Folding Lists

Intro

Folds are catamorphisms. “Cata-” means “down” or or “against”, as in catacomb. “Morph” means “form”, like we already know from “monomorphism” or “polymorphism”.

Cathamorphism is a means to deconstruct data. A list has a spine defining the list’s structure, and a fold is the operation that can reduce (transform) that structure. A fold (catamorphism) can break down that structure, but evaluation can potentially reconstruct the list, which is why folds can operate on lists and still return lists as a result.

Fold Right

foldr is short for fold right.

Although not all programming languages implement the exact same concept of a reduce function, we can more or less think of foldr as reduce.

Node.js REPL
$ node --interactive
> [1, 2, 3].reduce((acc, n) => acc + n, 0);
6
IRB REPL
$ irb --simple-prompt
>> [1, 2, 3].reduce(0) { |acc, n| n + acc }
=> 6

There are more idiomatic ways of doing it in Ruby, but we kept it like this to make the similarities easier to behold.

Python REPL
$ python
from functools import reduce
>>> reduce(lambda acc, n : acc + n, [1, 2, 3], 0)
6

And finally foldr in Haskell:

GHCi REPL
$ ghci
λ> foldr (+) 0 [1, 2, 3]
6

GHCi 9.2.8 (2023) gives us this type for foldr:

type signature of foldr
λ> :type foldr
foldr :: Foldable t => (a -> b -> b) -> b -> t a -> b

Because foldr works on any foldable type (not just lists), it says “Foldable t”. For now, we can replace (mentally or on our simpler code examples) Foldable t with [a] (list of \$a\$). That is possible because we can make generic types more concrete (but not the other way around).

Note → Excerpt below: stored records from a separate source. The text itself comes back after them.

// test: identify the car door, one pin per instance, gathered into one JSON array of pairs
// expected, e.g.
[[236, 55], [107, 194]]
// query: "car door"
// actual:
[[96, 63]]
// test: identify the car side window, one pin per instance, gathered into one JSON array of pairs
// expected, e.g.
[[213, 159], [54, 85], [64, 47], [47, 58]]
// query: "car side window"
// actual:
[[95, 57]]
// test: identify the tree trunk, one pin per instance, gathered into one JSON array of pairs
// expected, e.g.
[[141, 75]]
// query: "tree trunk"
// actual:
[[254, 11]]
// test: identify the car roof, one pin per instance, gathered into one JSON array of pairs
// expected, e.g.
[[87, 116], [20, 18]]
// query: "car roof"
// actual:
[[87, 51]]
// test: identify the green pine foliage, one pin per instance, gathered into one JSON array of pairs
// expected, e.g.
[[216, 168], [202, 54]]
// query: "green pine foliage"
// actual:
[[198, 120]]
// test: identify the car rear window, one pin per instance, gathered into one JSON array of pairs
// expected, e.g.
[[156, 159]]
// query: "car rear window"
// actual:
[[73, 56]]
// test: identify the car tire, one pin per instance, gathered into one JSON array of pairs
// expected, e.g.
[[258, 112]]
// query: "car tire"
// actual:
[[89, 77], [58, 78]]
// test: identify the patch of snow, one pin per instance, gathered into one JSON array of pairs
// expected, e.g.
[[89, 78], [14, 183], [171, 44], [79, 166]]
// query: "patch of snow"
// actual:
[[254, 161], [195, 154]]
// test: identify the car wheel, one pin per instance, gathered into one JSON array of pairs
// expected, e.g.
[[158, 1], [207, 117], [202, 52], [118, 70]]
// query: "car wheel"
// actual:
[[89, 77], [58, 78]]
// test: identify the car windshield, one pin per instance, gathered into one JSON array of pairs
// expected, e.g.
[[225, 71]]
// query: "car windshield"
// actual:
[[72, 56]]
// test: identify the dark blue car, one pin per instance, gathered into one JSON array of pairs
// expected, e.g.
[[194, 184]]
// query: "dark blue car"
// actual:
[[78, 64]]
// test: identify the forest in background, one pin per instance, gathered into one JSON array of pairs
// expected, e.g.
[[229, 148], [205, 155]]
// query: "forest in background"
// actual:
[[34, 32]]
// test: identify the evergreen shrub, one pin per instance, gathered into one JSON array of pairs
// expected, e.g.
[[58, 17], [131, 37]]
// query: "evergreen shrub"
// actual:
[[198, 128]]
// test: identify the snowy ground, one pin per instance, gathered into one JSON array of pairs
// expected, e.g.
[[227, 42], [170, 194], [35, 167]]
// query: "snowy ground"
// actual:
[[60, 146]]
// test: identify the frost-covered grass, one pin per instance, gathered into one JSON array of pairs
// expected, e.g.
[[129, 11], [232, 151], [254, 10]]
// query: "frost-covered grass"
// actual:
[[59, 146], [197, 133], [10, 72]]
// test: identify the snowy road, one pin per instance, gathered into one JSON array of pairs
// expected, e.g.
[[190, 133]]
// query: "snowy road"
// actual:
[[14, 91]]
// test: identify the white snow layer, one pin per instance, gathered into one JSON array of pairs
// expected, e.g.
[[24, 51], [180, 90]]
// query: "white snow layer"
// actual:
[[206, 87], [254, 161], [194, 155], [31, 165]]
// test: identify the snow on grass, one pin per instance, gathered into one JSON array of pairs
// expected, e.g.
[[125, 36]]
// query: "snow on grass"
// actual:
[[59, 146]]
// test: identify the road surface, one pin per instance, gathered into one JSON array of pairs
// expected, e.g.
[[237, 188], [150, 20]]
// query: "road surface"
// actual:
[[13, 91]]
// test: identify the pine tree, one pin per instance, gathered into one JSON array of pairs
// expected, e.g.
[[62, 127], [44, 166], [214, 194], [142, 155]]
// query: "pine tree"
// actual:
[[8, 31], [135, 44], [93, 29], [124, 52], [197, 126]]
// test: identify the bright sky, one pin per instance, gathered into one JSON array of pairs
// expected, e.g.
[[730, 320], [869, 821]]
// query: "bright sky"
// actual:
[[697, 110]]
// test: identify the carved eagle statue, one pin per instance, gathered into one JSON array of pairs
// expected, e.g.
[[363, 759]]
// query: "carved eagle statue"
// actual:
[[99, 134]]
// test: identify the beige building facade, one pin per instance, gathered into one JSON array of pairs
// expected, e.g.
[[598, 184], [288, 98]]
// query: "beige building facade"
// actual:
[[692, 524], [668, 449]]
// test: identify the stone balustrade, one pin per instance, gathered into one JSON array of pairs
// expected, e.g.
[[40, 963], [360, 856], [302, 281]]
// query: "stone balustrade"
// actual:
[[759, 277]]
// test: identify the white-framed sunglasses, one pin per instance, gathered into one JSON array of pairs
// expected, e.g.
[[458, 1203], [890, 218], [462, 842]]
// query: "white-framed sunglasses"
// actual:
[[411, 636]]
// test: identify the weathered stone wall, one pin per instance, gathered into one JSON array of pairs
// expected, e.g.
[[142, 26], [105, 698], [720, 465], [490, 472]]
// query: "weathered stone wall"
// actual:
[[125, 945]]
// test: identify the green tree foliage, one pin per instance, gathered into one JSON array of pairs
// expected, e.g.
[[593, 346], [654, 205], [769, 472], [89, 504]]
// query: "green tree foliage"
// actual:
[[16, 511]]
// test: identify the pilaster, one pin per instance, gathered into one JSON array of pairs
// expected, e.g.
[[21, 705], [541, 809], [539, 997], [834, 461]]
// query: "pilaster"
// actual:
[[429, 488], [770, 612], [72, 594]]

Type-checks perfectly fine:

myFoldR :: (a -> b -> b) -> b -> [a] -> b
myFoldR = foldr

A fold replaces each cons constructor with the function being applied and reduces the list.

This:

foldr (+) 0 [1, 2, 3]

Is the same as:

foldr (+) 0 1 : 2 : 3 : []

Which is more or less like this:

1 + (2 + (3 + ))

We could say foldr is similar to map. While map applies a function to each element of a list and returns a list, foldr maps a function of each element of the list and also reduces the list.

foldr is right associative.

fldr :: (a -> b -> b) -> b -> [a] -> b
fldr _ z []       = z
fldr f z (x : xs) = f x (fldr f z xs)

And fldr (+) 0 [1, 2, 3] evaluates like this:

fldr (+) 0 [1, 2, 3]
(+) 1 (fldr (+) 0 [2, 3])
(+) 1 ((+) 2 (fldr (+) 0 [3]))
(+) 1 ((+) 2 ((+) 3 (fldr (+) 0 [])))
(+) 1 ((+) 2 ((+) 3 0))
(+) 1 ((+) 2 3)
(+) 1 5
6

Which can be also thought like this:

1 + (2 + (3 + 0))
1 + (2 + 3)
1 + 5
6

Visualizing foldr with a helper

--
-- A “print fold right” utility to display the folding right
-- of simple lists of numbers using the `+` operator.
--
pfr :: Foldable t => t [Char] -> [Char]
pfr = foldr (\x y -> concat ["(", x, " + ", y, ")"]) "0"
--
-- λ> pfr $ map show [1 .. 5]
-- "(1 + (2 + (3 + (4 + (5 + 0)))))"
--

Folding Stages

Folding happens in two stages.

  • Traversal (recursing over the spine).

  • Evaluation (folding of the values by applying the function).

In the first stage, the spine is recured computing expressions to be evaluated at the second stage. In the second stage, those expressions are evaluated. The function is finally really applied to the arguments and the list is reduced.

Both left and right folds recur the spine from left to right, but then the folding proper can be left-associative (for left folds) or right-associative for right folds).

fldr (+) 0 [1, 2, 3]
(+) 1 (fldr (+) 0 [2, 3])                Traverse (recurse) from left
(+) 1 ((+) 2 (fldr (+) 0 [3]))           to right building up exprs.
(+) 1 ((+) 2 ((+) 3 (fldr (+) 0 [])))

(+) 1 ((+) 2 ((+) 3 0))                  Evaluates the expressions
(+) 1 ((+) 2 3)                          by applying the function (+)
(+) 1 5                                  thus reducing the list.
6

The evaluation of the expressions is the actual folding.

A fold right uses “the rest of the fold” as one of its arguments.

fldr f z (x : xs) = f x (fldr f z xs)
--                      ^-----------^
--                            /
--                           /
--                    rest of the fold

Force or not to force

Because of this two-stage process and non-strict (lazy) evaluation, if the function does not evaluate (force) its second argument (the rest of the fold), the rest of the spine is not forced, which is what allows Haskell to work with infinite streams of data.

+, for instance, is strict on both arguments. It will force the all the spine and all the values, which is why we cannot do something like this (note the infinite list):

Runs forever. Don’t do this at home.
foldr (+) 0 [1..]

Remember you can hit Ctrl+c to cancel long-running processes.